CoreWeave signs new deals again, Neocloud remains a “patch” during shortage cycles
The $21 billion incremental contract between CoreWeave and Meta, together with the new agreement with Anthropic, are not isolated incidents but typical behavior under tight capacity: almost every day someone is signing, building, or financing new data center capacity to meet demand.
For investors, the short-term logic is relatively clear: when self-building and long-term leases have lengthy delivery cycles, the ability to quickly provide GPU cloud resources still gives bargaining power, which also explains why the market may continue to respond positively to “deal signing news” in the coming months.
But this reaction is more cyclical than proof of structural moats.
Why Hyperscalers are still buying Neocloud: speed, optionality, and sandboxes
A set of explanations for why Hyperscaler (large-scale cloud service providers) use Neocloud centers on “speed” and “optionality.”
First is existing power and delivery speed. CoreWeave has “legacy power from the mining era,” and swallows incremental capacity quickly by leasing data centers for very long terms, thus holding an advantage in delivery speed.
Second is lower short-term commitment. Compared to self-building or signing a 15-year lease, a 5-year Neocloud contract is more like “low-commitment bandwidth,” suitable for gaining a computing power window when AI demand visibility is still unclear.
Third is sandbox and learning opportunity. CoreWeave, as “the largest pure AI play,” is one of the most mature GPU cloud operators, so Hyperscalers may use this for experiments and accumulating experience before deciding whether to self-build or deploy at large scale.
“Gigawatts” are also layered: four levels from self-build to Neocloud
Buyers will rank different models based on workload types and financial constraints. In the current tight environment, the four modes occur in parallel, but the ranking determines risk exposure after a cycle turning point.
Their priorities are:
1. Self-build and hold real estate in suitable regions as much as possible, to match long-term workloads and inference scenarios.
2. Whole-building leasing (powered shell), balancing capex and opex, and striving for faster launches.
3. Small-scale wholesale colocation, meeting specific market demands without taking on entire buildings.
4. Using traditional cloud or Neocloud as a “band-aid” when capacity can’t be obtained in time, the location happens to match, or only short-term experiments are needed.
As supply starts to ease (but “not yet now”), the fourth category will be “fastest and most impacted,” because exiting Neocloud is easier than exiting a data center—contracts are shorter and there’s no need to relocate hardware.
The supply turning point points to 2028, structural pressure for Neocloud may break out later
It is expected that the tightness in data center capacity will ease in 2028, and may be delayed to 2029 if AI demand is extremely optimistic.
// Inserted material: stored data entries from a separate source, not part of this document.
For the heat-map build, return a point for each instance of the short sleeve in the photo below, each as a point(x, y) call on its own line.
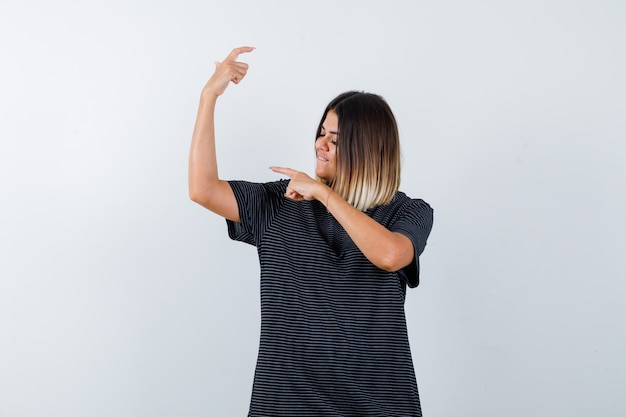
point(415, 221)
point(258, 204)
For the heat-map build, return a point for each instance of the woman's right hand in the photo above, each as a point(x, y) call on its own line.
point(229, 70)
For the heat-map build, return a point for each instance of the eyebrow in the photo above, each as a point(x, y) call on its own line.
point(331, 132)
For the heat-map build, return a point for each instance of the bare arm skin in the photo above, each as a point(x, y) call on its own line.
point(390, 251)
point(205, 186)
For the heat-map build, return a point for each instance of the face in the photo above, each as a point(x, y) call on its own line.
point(326, 147)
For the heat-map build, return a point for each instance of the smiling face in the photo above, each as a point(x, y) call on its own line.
point(326, 147)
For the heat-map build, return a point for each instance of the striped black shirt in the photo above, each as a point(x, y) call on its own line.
point(333, 332)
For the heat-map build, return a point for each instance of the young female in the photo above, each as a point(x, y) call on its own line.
point(336, 254)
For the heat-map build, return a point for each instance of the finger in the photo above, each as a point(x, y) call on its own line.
point(286, 171)
point(234, 54)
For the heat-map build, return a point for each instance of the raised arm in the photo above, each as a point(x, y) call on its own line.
point(205, 186)
point(387, 250)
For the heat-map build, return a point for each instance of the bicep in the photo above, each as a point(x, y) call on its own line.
point(402, 253)
point(220, 199)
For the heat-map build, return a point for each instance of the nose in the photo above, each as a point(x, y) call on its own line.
point(322, 143)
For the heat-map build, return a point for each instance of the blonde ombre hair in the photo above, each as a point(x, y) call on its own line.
point(368, 149)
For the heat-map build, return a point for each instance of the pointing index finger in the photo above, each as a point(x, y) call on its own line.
point(287, 171)
point(234, 54)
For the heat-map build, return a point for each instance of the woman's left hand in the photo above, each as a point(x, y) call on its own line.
point(302, 187)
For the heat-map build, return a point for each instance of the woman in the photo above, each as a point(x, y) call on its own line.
point(336, 255)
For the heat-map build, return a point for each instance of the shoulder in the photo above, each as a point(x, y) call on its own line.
point(241, 188)
point(400, 205)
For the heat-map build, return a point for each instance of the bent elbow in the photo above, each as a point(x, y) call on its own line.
point(394, 261)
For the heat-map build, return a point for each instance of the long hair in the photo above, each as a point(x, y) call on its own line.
point(368, 149)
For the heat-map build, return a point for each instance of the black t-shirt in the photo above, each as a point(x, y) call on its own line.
point(333, 332)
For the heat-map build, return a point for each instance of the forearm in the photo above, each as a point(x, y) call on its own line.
point(202, 156)
point(387, 250)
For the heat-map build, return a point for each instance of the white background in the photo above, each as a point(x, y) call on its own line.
point(120, 297)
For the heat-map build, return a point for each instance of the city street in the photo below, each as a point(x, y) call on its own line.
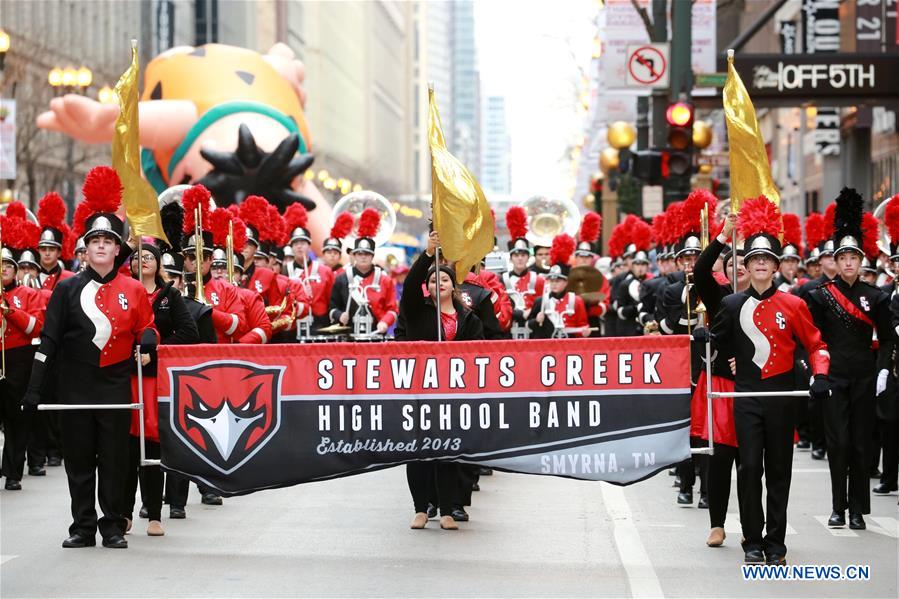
point(528, 536)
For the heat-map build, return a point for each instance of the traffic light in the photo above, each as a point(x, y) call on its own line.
point(678, 157)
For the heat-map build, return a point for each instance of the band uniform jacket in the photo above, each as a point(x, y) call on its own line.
point(320, 279)
point(380, 292)
point(91, 326)
point(572, 309)
point(848, 318)
point(760, 332)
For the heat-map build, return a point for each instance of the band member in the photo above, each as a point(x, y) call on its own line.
point(93, 322)
point(332, 247)
point(176, 327)
point(626, 298)
point(791, 257)
point(762, 347)
point(227, 309)
point(559, 313)
point(364, 284)
point(523, 285)
point(55, 235)
point(22, 310)
point(457, 323)
point(849, 312)
point(317, 278)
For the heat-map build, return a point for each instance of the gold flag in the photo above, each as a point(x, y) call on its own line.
point(750, 173)
point(141, 205)
point(462, 216)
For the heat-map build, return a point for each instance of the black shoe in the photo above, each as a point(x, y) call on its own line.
point(753, 556)
point(115, 542)
point(837, 520)
point(211, 499)
point(78, 540)
point(459, 515)
point(885, 489)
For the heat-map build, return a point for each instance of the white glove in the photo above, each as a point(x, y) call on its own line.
point(881, 381)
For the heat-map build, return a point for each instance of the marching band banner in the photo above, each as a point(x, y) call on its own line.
point(246, 418)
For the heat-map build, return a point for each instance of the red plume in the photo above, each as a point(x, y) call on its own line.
point(658, 228)
point(829, 214)
point(890, 218)
point(191, 199)
point(51, 211)
point(562, 248)
point(343, 225)
point(517, 222)
point(759, 215)
point(16, 210)
point(590, 227)
point(870, 235)
point(254, 212)
point(369, 221)
point(102, 189)
point(641, 234)
point(792, 230)
point(296, 216)
point(814, 230)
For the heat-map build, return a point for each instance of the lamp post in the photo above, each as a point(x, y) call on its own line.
point(76, 81)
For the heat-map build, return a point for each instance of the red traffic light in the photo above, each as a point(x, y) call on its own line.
point(679, 114)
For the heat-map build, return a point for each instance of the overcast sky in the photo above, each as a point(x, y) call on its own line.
point(529, 51)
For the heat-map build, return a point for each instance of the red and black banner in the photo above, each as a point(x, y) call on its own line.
point(245, 418)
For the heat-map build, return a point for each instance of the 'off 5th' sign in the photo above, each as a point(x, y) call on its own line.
point(821, 77)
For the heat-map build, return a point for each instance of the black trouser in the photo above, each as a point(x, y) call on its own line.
point(96, 459)
point(890, 472)
point(849, 422)
point(765, 435)
point(686, 470)
point(16, 423)
point(423, 477)
point(150, 481)
point(721, 464)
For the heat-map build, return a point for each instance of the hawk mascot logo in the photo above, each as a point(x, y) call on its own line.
point(226, 412)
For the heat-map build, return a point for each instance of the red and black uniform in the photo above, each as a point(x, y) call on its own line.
point(760, 332)
point(21, 325)
point(91, 326)
point(227, 309)
point(849, 316)
point(380, 292)
point(572, 310)
point(320, 280)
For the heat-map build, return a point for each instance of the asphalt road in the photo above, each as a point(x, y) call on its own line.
point(528, 536)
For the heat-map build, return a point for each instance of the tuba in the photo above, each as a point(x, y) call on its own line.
point(354, 203)
point(550, 217)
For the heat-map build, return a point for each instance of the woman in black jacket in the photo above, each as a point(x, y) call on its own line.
point(176, 327)
point(457, 323)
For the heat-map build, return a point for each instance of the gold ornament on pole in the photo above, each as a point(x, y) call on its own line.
point(608, 160)
point(621, 135)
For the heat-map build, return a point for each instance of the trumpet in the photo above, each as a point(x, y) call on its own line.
point(199, 294)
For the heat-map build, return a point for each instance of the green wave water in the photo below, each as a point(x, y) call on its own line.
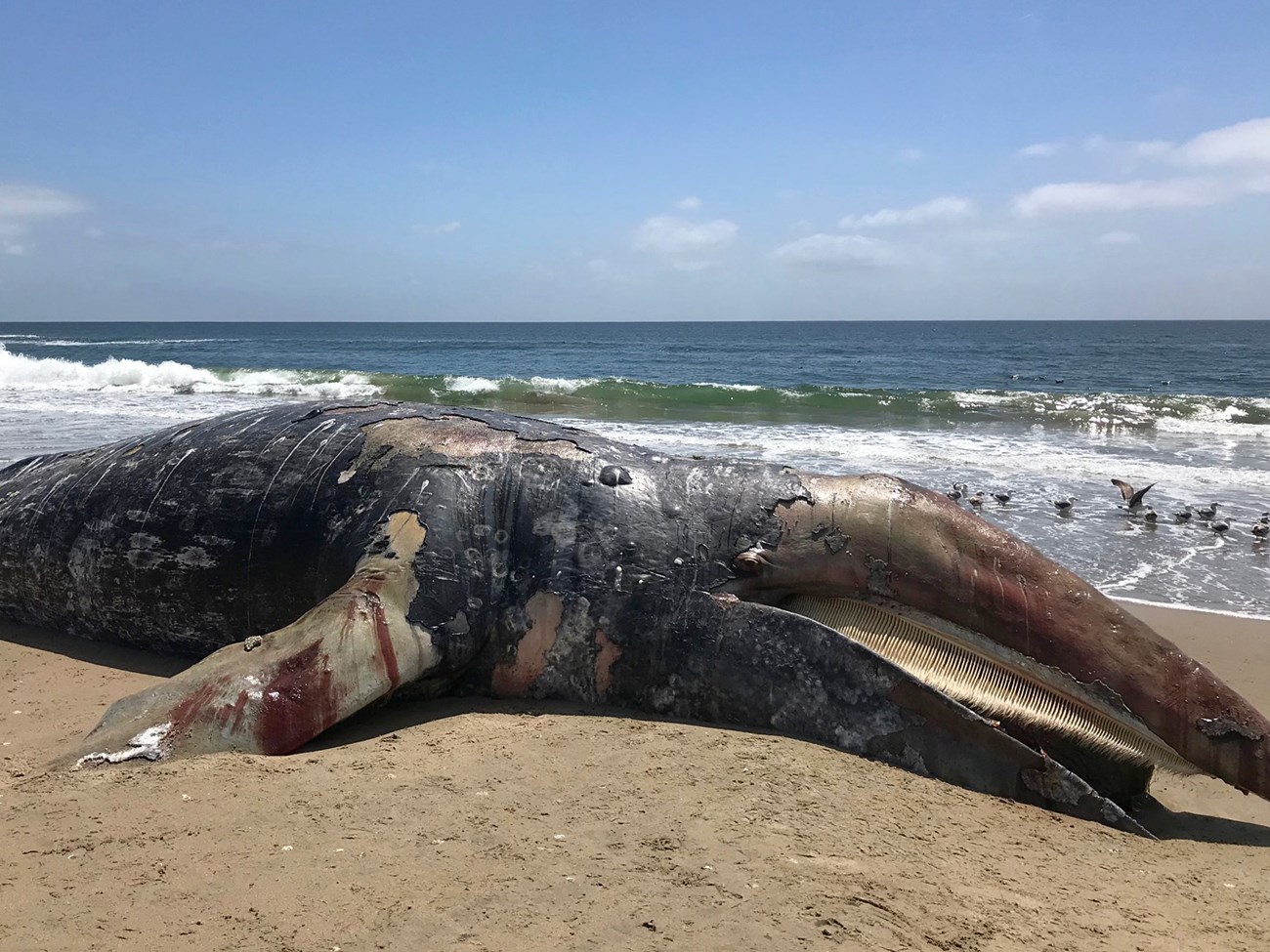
point(620, 398)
The long-term view is that Hyperscalers will ultimately form a more “hybrid” capacity strategy, but when supply is no longer extremely scarce, Neocloud will find it harder to continuously sign large-scale hyperscaler-level contracts.
This also constitutes the core difference regarding CoreWeave: maintain “Underperform,” and state that its long-term revenue expectations are significantly below market consensus, and worry that after 2028, as supply becomes more abundant, Hyperscalers will prefer self-building and long-term leases, possibly also competing directly with Neocloud in enterprise business.
Meanwhile, CoreWeave’s claim of a software moat withstanding challenges from Hyperscalers’ scale and investment is questionable.
However, Bernstein also acknowledges that the timing may be postponed. The firm expects CoreWeave to still add about $45 billion in new contracts before the end of 2027. The tide will not shift quickly, meaning the market may continue to trade for quite a long period around "how much GW each secures."